Campbell Robertson e Frances Robles, la Repubblica 24/6/2014, 24 giugno 2014
AI FUNERAL PARTY DI NEW ORLEANS, DOVE L’OSPITE D’ONORE È IL MORTO
Nelle ultime settimane Louis Charbonnet è stato tempestato di telefonate da parte di persone desiderose di scoprire come fare per evitare di dover partecipare ai propri funerali in posizione orizzontale. Come la donna che vuole farsi trovare in piedi davanti alle sue pentole da cucina. All’agenzia di pompe funebri di Charbonnet le chiamate hanno iniziato a fioccare lo scorso 12 giugno, in occasione delle esequie della cinquantatreenne Miriam Burbank, la cui salma è stata esposta seduta ad un tavolo fra caschi in miniatura della squadra di football New Orleans Saints, con una lattina di birra Busch in una mano e una sigaretta al mentolo tra le dita. Proprio come aveva trascorso buona parte della sua vita. Dopo che la notizia è stata diffusa da Internet, il signor Charbonnet è stato contattato persino dal direttore di un’agenzia di pompe funebri australiana.
Il funerale della signora Burbank era il secondo del suo genere per Charbonnet e il terzo organizzato a New Orleans negli ultimi due anni. Altri ne sono stati celebrati altrove, e in particolare a San Juan di Porto Rico, dove negli ultimi anni tra i defunti che hanno “posato” per la propria cerimonia funebre si contano un paramedico (esposto al volante di un’ambulanza) e, nel 2011, un emulo di Che Guevara (posizionato con tanto di sigaro tra le dita e gambe incrociate).
La sua agenzia, spiega con orgoglio Charbonnet, è stata fondata 132 anni fa ed è famosa per organizzare parate funebri. «A un funerale di qualche settimana fa ha addirittura partecipato un gruppo di mariachi», spiega l’uomo, mentre tiene d’occhio l’arrivo degli sms scritti da quelli che secondo lui «lo odiano» perché ritengono disdicevoli o addirittura sacrileghi i suoi allestimenti. Ma lui spiega che un sacerdote locale ha approvato.
La moda sembra essere stata lanciata a Porto Rico nel 2008, quando la dipartita del ventiquattrenne Angel Luis Pantojas, vittima di un omicidio, fu commemorata a casa della famiglia con una cerimonia durante la quale il cadavere rimase legato alla parete. La trovata, alla quale fu dato il nome di “muerto parao”, ovvero “morto che sta in piedi”, ebbe un successo immediato, tanto da ispirare i funerali della vittima di un altro omicidio, la cui salma fu esposta in sella a una moto, oltre a quelli del paramedico e dell’emulo di Che Guevara. Quest’anno il cadavere di un pugile è stato sistemato in piedi in mezzo a un ring, mentre quello di un’anziana è stato assicurato alla sua sedia a dondolo.

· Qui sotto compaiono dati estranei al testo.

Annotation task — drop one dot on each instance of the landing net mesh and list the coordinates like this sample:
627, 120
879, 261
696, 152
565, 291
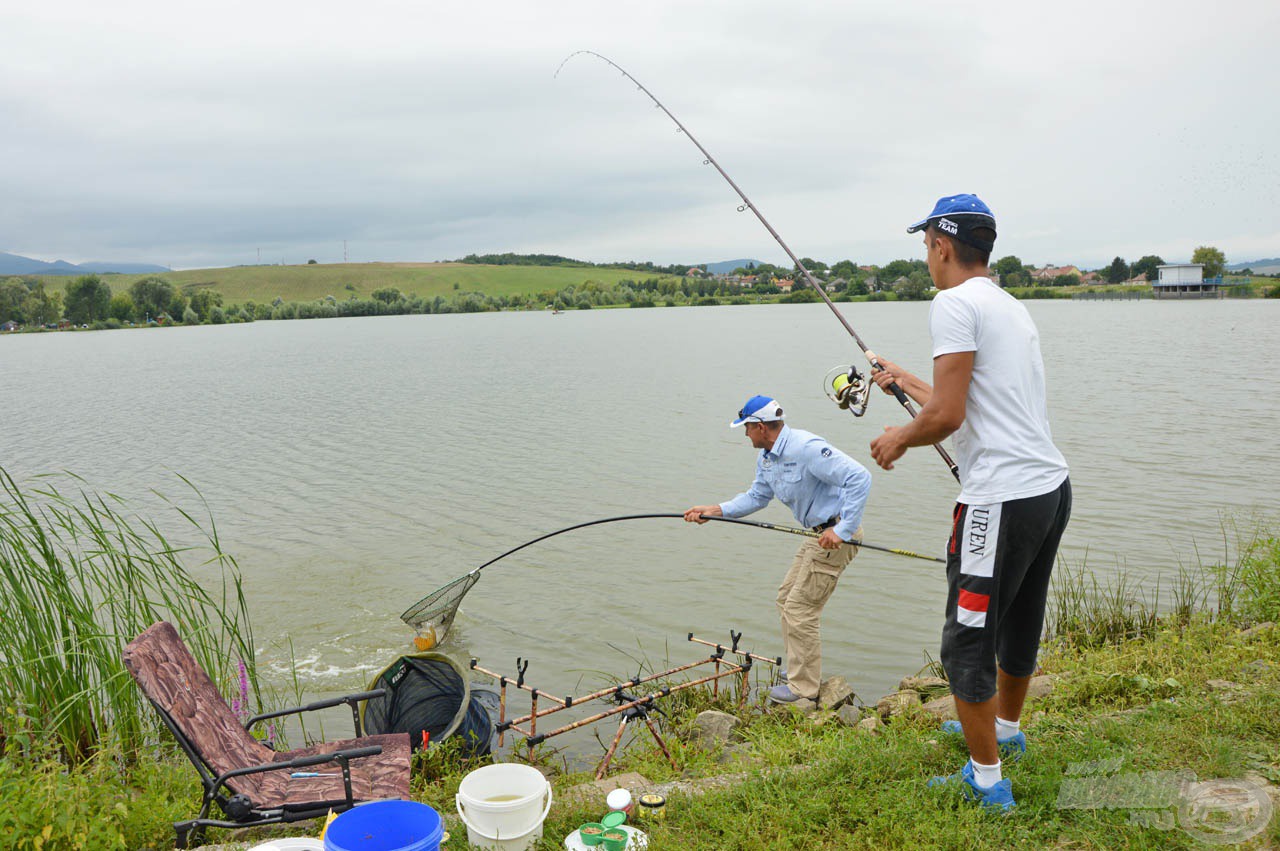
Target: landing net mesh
434, 613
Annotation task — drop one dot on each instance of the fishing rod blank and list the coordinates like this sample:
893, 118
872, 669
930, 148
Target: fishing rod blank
434, 613
746, 205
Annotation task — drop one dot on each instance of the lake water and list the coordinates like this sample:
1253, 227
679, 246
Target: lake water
355, 466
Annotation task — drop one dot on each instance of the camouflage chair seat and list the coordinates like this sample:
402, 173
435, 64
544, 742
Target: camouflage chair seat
248, 781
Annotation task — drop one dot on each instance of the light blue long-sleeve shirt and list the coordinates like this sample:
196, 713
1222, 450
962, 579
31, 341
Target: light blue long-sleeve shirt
809, 476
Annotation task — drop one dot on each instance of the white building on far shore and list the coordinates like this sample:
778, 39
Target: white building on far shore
1184, 280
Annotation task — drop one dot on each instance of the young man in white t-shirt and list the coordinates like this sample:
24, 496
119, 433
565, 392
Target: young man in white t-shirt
1015, 497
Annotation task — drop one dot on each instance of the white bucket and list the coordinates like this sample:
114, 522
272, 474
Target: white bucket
504, 806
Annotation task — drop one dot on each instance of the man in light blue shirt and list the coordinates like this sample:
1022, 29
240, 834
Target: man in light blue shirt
826, 490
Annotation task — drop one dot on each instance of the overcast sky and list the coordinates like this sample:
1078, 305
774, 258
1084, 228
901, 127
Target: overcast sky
211, 133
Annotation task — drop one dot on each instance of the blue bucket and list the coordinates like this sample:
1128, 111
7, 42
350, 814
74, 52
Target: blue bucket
385, 826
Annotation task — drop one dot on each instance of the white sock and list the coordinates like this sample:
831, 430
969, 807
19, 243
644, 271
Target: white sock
1006, 728
986, 776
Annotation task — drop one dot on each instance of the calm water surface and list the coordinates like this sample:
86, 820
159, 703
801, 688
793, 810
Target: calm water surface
355, 466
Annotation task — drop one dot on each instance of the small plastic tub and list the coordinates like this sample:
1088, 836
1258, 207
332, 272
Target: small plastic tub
653, 806
592, 833
615, 840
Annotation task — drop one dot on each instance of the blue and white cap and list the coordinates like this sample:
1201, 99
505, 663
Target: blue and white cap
958, 215
758, 408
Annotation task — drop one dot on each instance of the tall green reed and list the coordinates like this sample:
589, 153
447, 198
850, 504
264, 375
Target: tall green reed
80, 577
1243, 586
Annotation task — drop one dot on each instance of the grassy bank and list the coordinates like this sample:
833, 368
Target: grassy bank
263, 284
1138, 700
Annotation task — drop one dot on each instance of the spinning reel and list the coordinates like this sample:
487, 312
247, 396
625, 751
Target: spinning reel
848, 388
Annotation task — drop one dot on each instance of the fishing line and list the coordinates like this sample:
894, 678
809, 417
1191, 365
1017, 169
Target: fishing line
746, 205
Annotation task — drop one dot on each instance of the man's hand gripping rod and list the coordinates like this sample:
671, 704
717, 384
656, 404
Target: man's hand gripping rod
746, 205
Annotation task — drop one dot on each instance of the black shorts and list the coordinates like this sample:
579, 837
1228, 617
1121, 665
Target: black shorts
999, 563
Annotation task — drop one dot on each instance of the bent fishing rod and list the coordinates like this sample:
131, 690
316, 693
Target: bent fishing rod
746, 205
773, 527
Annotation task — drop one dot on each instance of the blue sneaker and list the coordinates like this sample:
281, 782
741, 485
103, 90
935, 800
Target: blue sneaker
1010, 749
999, 797
784, 695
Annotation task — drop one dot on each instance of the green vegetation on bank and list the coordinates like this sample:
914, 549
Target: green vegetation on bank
480, 283
80, 577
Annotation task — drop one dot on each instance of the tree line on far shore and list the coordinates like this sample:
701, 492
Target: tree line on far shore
88, 301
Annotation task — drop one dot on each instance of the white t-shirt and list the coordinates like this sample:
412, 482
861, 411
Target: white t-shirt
1004, 448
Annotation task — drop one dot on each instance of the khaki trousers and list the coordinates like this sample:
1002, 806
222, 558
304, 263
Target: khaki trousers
804, 591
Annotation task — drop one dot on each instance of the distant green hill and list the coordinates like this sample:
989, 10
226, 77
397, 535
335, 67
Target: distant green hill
264, 284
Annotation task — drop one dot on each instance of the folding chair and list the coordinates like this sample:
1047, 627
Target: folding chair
248, 781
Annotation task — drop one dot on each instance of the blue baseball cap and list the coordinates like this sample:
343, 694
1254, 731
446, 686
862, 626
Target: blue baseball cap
758, 408
958, 215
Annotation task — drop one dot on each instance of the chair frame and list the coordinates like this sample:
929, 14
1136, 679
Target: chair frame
214, 786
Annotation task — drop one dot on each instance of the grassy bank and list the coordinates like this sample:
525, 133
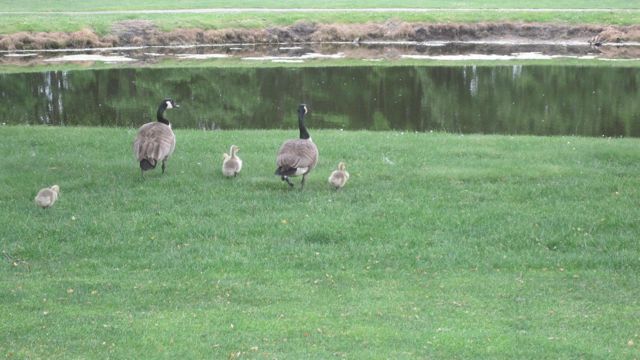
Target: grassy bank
440, 246
101, 23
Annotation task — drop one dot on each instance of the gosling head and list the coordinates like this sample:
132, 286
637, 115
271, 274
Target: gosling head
302, 109
169, 104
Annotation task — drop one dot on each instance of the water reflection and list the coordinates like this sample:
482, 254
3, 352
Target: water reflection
541, 100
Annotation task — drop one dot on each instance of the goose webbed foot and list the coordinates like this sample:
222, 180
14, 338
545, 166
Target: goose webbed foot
302, 182
286, 178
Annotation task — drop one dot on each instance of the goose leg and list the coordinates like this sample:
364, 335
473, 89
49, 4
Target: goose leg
286, 178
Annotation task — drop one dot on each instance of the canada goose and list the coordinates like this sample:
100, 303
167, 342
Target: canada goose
339, 177
232, 164
155, 140
297, 156
47, 196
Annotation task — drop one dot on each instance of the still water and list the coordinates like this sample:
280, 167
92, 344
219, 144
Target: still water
509, 99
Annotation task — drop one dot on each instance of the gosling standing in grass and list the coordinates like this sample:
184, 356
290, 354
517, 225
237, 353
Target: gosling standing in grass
47, 196
297, 156
339, 177
155, 140
232, 164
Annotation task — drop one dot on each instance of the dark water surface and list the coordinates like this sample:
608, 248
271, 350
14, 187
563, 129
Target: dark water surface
508, 99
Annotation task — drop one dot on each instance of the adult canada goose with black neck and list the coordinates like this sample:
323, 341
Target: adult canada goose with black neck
155, 140
297, 156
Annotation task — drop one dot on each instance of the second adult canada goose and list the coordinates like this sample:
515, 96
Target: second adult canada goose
297, 156
155, 140
47, 197
339, 177
232, 164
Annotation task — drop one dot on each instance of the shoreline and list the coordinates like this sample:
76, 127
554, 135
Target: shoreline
146, 33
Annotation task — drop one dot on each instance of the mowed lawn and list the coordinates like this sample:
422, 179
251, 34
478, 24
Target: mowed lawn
440, 246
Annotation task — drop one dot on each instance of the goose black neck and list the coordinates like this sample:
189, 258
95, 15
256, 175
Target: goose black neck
160, 116
304, 134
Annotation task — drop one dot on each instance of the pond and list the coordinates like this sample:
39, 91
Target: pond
503, 99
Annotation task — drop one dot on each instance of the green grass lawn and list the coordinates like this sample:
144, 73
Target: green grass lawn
440, 246
10, 23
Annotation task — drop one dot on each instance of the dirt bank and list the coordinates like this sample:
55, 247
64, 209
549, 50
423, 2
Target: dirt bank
137, 33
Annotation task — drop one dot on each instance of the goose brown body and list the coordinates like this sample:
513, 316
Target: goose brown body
47, 197
155, 141
297, 156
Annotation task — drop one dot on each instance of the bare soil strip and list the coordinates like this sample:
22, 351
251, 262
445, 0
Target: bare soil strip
145, 33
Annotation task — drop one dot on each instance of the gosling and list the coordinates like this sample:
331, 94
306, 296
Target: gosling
339, 177
47, 196
232, 164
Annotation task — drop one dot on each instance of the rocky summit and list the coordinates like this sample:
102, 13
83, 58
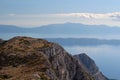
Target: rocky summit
26, 58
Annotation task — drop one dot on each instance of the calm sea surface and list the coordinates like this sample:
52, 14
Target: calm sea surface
106, 57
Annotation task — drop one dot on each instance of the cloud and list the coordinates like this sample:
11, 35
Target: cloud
109, 19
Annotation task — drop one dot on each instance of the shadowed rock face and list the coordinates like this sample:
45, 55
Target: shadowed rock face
25, 58
90, 66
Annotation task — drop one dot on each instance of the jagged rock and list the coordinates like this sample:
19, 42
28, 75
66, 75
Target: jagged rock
90, 66
25, 58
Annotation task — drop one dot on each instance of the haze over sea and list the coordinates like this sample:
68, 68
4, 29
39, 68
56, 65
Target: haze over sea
107, 57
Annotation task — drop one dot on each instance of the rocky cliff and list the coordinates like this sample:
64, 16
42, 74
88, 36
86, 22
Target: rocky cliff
25, 58
90, 66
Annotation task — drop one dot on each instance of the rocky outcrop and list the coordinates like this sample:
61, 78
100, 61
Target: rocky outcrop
25, 58
1, 41
90, 66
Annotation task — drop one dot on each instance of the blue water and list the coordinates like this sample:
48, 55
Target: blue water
106, 57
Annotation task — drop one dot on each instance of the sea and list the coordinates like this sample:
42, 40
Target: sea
106, 57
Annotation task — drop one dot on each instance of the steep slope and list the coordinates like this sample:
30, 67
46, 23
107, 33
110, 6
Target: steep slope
90, 66
25, 58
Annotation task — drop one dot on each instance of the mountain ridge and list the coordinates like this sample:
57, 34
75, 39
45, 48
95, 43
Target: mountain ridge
67, 28
26, 58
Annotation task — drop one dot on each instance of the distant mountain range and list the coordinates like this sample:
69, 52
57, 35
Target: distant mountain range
26, 58
67, 28
83, 41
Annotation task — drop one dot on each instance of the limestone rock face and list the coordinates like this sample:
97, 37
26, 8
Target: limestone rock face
26, 58
90, 66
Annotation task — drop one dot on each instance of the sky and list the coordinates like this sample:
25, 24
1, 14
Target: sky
33, 13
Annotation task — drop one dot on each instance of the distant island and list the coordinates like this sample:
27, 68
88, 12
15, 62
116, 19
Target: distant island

L’idea del funerale “in posa” si deve proprio al signor Pantojas il quale, dopo aver partecipato all’età di sei anni al funerale del padre, annunciò ai parenti che avrebbe voluto essere visto per l’ultima volta dai suoi cari in piedi. «Non si tratta di trovate buffe o divertenti; le famiglie attraversano una circostanza dolorosa», dice la signora Rodríguez dell’agenzia funebre locale, e allestimenti di questo tipo permettono loro «di soffrire meno, perché vedono il loro caro in una posa che li avrebbe divertiti e che lo fa sembrare ancora in vita».
All’inizio simili funzioni – il cui costo base è di 1.700 dollari – hanno incontrato una certa resistenza. L’amministrazione portoricana si è riunita più volte, ascoltando anche l’opinione del ministero della Salute e dei direttori delle agenzie funebri, prima di approvare nel 2012 una legge che le consente, sempre che la posizione del corpo non sia “immorale”.
Lo scorso aprile sono stati celebrati i funerali di Mickey Easterling, un’esponente dell’alta società nota per le sue feste. «Anni fa – ha spiegato Nanci, figlia della defunta – mia madre espresse il desiderio di poter essere esposta al proprio funerale con una coppa di champagne in una mano e una sigaretta nell’altra». Detto fatto: al loro arrivo alla cerimonia, parenti ed amici sono stati accolti dalle spoglie della cara estinta, messa in posa su un’elegante poltrona della hall di un teatro storico del centro cittadino.